J: Yeah. We had worked together. We'd done team teaching in math and science. But Duane and I decided to do something quite different. We were going to create a real applied learning class. Bridges is what we decided to focus on. We were working with seventy-five students within our cluster who had to choose what special class they wanted. Ours was very popular for certain kids: kids who saw themselves as artistic or kids interested in engineering. Also, kids who wanted to try something different. We couldn't even take all the ones who asked, but we took a really large class, twenty-nine students. We used a science lab that could handle that size group. We started to plan the curriculum and we used Mario Salvadori's writings, including, "Architecture & Engineering", and "The Art of Construction". We used other books too, but those were really essential. We used those as guides to what we were going to do.
D: I have to say though, I think this is interesting from a different perspective. Jonathan told me, "Duane we're going to do this and you're gonna like it. I can guarantee you're gonna like it." But, thinking back on it, I don't think I had a sense of just how satisfying the whole thing was going to be and how exciting. Ten days into the thing, we were running. We were thinking, where are we going to get stuff? And what are we going to do next? I mean it was just a very exciting creative process.

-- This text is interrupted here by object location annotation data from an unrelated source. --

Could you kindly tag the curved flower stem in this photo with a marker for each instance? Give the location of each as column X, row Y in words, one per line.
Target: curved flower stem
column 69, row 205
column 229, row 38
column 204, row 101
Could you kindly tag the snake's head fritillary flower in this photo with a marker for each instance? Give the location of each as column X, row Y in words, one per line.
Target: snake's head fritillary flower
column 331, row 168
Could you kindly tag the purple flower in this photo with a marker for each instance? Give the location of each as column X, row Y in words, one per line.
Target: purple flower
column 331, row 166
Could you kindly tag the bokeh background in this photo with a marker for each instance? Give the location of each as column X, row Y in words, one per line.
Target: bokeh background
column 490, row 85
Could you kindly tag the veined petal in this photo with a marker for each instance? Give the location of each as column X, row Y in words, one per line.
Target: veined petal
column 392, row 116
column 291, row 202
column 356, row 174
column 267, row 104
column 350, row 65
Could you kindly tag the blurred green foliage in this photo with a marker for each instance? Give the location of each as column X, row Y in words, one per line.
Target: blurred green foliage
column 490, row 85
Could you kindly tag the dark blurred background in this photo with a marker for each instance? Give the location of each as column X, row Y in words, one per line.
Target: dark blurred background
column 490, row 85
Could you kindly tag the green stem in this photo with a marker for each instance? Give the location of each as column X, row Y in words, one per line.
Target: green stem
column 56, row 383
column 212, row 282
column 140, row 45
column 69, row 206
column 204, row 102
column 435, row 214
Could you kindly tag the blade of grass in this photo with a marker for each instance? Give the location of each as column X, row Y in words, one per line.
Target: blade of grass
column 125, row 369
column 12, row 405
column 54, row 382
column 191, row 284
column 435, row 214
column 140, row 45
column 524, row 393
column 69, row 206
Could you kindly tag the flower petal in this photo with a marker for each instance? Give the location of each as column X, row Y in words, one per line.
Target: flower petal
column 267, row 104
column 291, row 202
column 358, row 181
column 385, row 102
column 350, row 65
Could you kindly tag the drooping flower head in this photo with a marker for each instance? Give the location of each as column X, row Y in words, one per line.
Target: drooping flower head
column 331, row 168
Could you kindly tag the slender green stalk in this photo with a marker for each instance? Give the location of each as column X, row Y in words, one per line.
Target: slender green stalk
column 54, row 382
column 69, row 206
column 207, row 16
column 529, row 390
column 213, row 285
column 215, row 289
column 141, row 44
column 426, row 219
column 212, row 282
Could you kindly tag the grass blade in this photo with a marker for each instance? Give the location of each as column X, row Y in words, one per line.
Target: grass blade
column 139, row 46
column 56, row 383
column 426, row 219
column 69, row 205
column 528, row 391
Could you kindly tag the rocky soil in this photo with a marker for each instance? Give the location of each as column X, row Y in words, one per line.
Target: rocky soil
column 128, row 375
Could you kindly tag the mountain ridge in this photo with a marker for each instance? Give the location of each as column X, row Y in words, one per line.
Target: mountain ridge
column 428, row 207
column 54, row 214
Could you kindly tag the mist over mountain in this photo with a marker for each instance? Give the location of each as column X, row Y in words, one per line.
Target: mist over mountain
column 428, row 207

J: Right. So we asked ourselves, how do we start? Where are we going to start? And it seems that tension and compression are always good places to start when you're thinking bridges and so, that's where we started. We did different activities with tension and compression so that the students really got a feel for what those two terms meant and how they related to structures in general. Then we began to look at beams and columns and different --
D: Structural elements --
J: Structural elements, so students could really understand: why do bridges stand up and what's happening? So we used the different activities that are on the internet, that you can look at, and that you can try with your own students. Also, you don't have to focus on bridges. You can look at buildings. You can look --
D: At architecture in general --
J: Anything within the built environment.